Along with songwriting and performing in 2012, Kodi also managed to fit in the Higher School Certificate, and gained a better-than-expected ATAR which got him into a Bachelor of Social Work course at Charles Sturt University in Dubbo.

“I prioritised last year. A lot of my friends went out constantly, but I had to forego some of my social ambitions … I did well in the HSC and surprisingly got above what I wanted.”

Kobi didn’t actively plan to go to university, because he wanted to concentrate on his dream of a career in music, but due to his dedication and passion for community work, he decided to study while he keeps following his dream.

“When I was a kid I wanted to do social work and while I was at senior school I started working with my community.

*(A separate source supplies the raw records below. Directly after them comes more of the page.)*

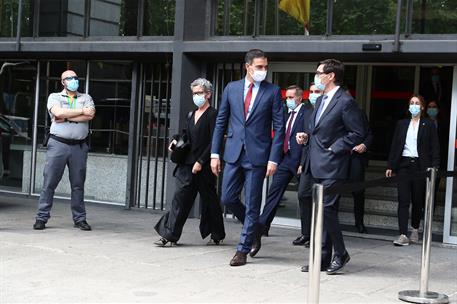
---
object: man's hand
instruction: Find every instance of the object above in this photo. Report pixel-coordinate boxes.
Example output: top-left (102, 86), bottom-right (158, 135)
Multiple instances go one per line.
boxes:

I enjoyed the work, attending community based workshops and AECG (Aboriginal Education Consultative Group) meetings. As I was on a DEEWR (The Department of Education, Employment and Workplace Relations) scholarship, we also worked with the Neighbourhood Centre and with homeless youth. Mum and I are always part of the fundraising for the local community, singing and performing at local events, so it’s something I’ve done for most of my life,” he says.

There’s no doubt that Kodi has taken his inspiration and his attitude to life from his parents. As a result of his upbringing, he has a strong belief in social justice.

“I suppose it’s my humanity showing. When you hear other people’s stories… I was lucky enough to be born to two loving parents who gave me a good home and provided for me. Some people don’t have that. I think there should be more equality and I want to help create an even playing field,” he says.

Ultimately, he’s dreaming of a successful music career:  “Music has to be there or I won’t be me.”

While there are increasing opportunities for young Aboriginal and Torres Strait Islanders now, Kodi says he has experienced racism, too, but he says taking the time to inform and educate people helps.

“There is still racism but people are getting quieter with it. I try not to get too angry and explain it to them – the history and the reasons why the opportunities are there for us. And also that there are equivalent opportunities for non-Indigenous people, it’s just that they are promoted more.”